Clarkboro Ferry
- Locale: Aberdeen No. 373, Corman Park No. 344
- Waterway: South Saskatchewan River
- Transit type: Automobile
- Carries: Highway 784
- Operator: Saskatchewan Ministry of Highways and Infrastructure
- Website: Clarkboro Ferry

= Clarkboro Ferry =

Cable ferry across the South Saskatchewan River in Saskatchewan, Canada

The Clarkboro Ferry is a cable ferry in the Canadian province of Saskatchewan. The ferry crosses the South Saskatchewan River at Clark's Crossing, carrying Saskatchewan Highway 784 across the river, and connecting Warman in the west and Aberdeen in the east. The ferry is named for the community of Clarkboro located southeast of the ferry's eastern terminal. The former town of Clarkboro was home to a section crew on the CNR, had a post office, a general store, a railroad siding, a water tower for steam locomotives and two grain elevators (Saskatchewan Pool Elevator Co. No. 760).
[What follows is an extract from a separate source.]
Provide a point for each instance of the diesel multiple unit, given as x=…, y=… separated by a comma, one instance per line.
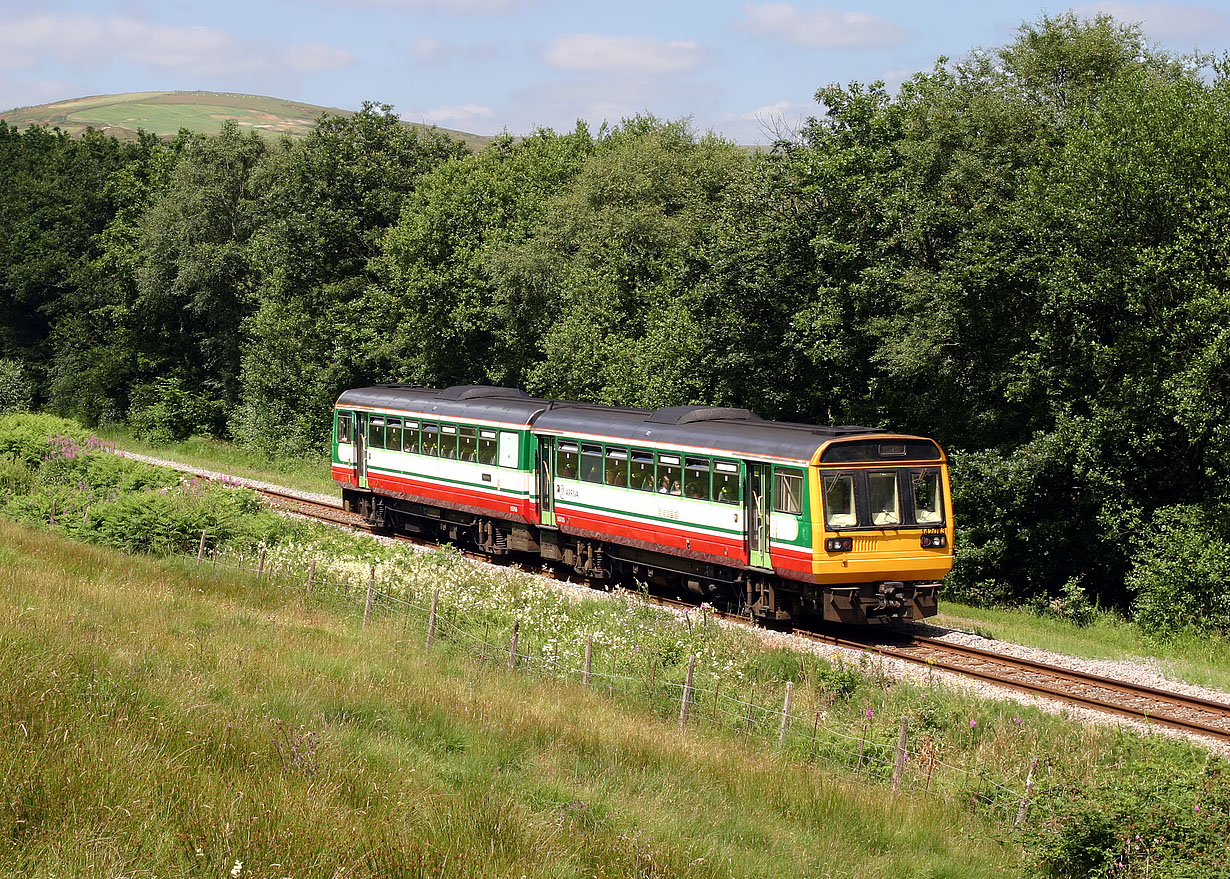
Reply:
x=784, y=520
Both Clarkboro and Clark's Crossing are named for John Fowler Clark, who homesteaded the area in 1882.

The ferry is operated by the Saskatchewan Ministry of Highways and Infrastructure and is free of toll. The ferry operates only while the river is free of ice, typically from mid April to mid November. During this time, the ferry runs on demand from 5:00 A.M. CST to midnight.

The ferry has a length of 18.2 m, a width of 6 m and a load limit of 32 t. The capacity of the ferry is six cars.

The ferry typically carries over 70,000 vehicles each year, the most of any ferry in province. In 1999, the Clarkboro Ferry carried 52,185 vehicles.